Ecological studies in island ecology literature note that species labeled with the vernacular function as keystone resources for arthropods, avifauna, and frugivorous bats studied by ornithologists affiliated with BirdLife International and mammalogists from the American Museum of Natural History. Ethnobotanical research conducted by scholars such as Andrew Y. Wheeler and teams at University of Hawaiʻi at Mānoa documents traditional uses including cordage, thatching, canoe lashing, dye extraction, and timber for implements; these uses appear in fieldwork reports archived by the Pandanus Atlas projects and regional museums like Te Papa Tongarewa. Phytochemical screenings reported in journals connected to Royal Society of New Zealand and laboratories at University of Auckland detect secondary metabolites with antimicrobial or tanning properties, aligning with applied uses described in historical trade networks recorded by mercantile logs kept by companies such as the Hudson's Bay Company and missionary correspondence.
Anthropological studies by researchers associated with Cambridge University Press and the University of California Press highlight ritualized roles in architecture, navigation, and ceremonial life documented in ethnographies of communities studied by Bronisław Malinowski, Roger Keesing, and contemporary cultural historians. Artifact collections in institutions including the Metropolitan Museum of Art, British Museum, and Musée du quai Branly contain items crafted from these plants—cordage, mats, barkcloth components—cataloged in acquisition records tied to 18th- and 19th-century voyages. Oral histories preserved by cultural centers such as ʻIolani Palace archives and community-led projects funded by entities like the Global Heritage Fund recount cosmological associations, naming traditions, and customary management practices used to regulate harvest and transmission of craft skills across generations.

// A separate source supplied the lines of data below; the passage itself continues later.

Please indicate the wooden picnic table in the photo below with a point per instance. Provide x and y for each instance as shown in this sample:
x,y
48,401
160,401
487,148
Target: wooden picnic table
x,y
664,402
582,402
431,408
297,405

Conservation assessments prepared by IUCN Red List evaluators and regional environmental agencies such as the Fiji Department of Environment and New Caledonia Province Sud identify threats including habitat conversion for plantations, invasive species documented by researchers at CSIRO, and climate-driven sea-level rise reported in assessments by the Intergovernmental Panel on Climate Change. Ex situ conservation initiatives coordinated by botanical gardens—Kew Royal Botanic Gardens, National Tropical Botanical Garden—and seed banking projects under networks like the Millennium Seed Bank Partnership aim to preserve genetic diversity. Community-based conservation programs supported by NGOs such as Conservation International and funding from the Global Environment Facility have been implemented to integrate traditional knowledge with restoration ecology methodologies developed by academic teams at University of Cambridge and University of Queensland.